Ein Satz gegen das Gefühl, dass doch alles bleibt, wie es ist.
Ein Satz gegen Resignation.
Wir sehnen uns nach einer Welt, in der Menschen einander vertrauen können. Nach Frieden, der mehr ist als eine kurze Pause zwischen zwei Krisen. Nach Gerechtigkeit, die nicht nur gefordert, sondern gelebt wird.
Und zugleich kennen wir die Wirklichkeit: Streit. Angst. Harte Worte. Harte Herzen. Wir erleben, wie zerbrechlich das Leben ist.
Dem zum Trotz erzählt die Bibel von einer anderen Zukunft. Wie eine leise Gegenstimme zu allem, was sagt: „Alles bleibt, wie es ist.“
Manchmal werden wir dafür belächelt: Für die Bilder vom Frieden. Für den Traum von einer gerechteren Welt. Für unsere Hoffnung. Für das, was fast klingt wie ein Märchen.
Vielleicht tragen unsere Vorstellungen tatsächlich etwas Märchenhaftes, Träumerisches in sich. Etwas, das größer ist als das, was wir im Moment sehen und erleben.
Doch wenigstens sprechen wir es aus.
Wenigstens verschweigen wir nicht, wonach wir uns sehnen. Wenigstens sagen wir, wovon wir träumen, wenn wir an Zukunft denken.

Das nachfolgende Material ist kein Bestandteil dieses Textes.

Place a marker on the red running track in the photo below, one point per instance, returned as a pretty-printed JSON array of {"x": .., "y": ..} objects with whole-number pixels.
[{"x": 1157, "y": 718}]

„Es kommt die Zeit“ heißt: Die Welt ist nicht festgelegt. Menschen auch nicht. Veränderung bleibt möglich. Frieden bleibt denkbar.
Vielleicht beginnt diese neue Zeit kleiner, als wir erwarten: in einem Herzen, das weich bleibt, obwohl vieles hart geworden ist.
Es kommt die Zeit!
Davon wollen wir erzählen. Davon wollen wir träumen.
Von der Hoffnung, dass die Welt nicht bleiben muss, wie sie ist.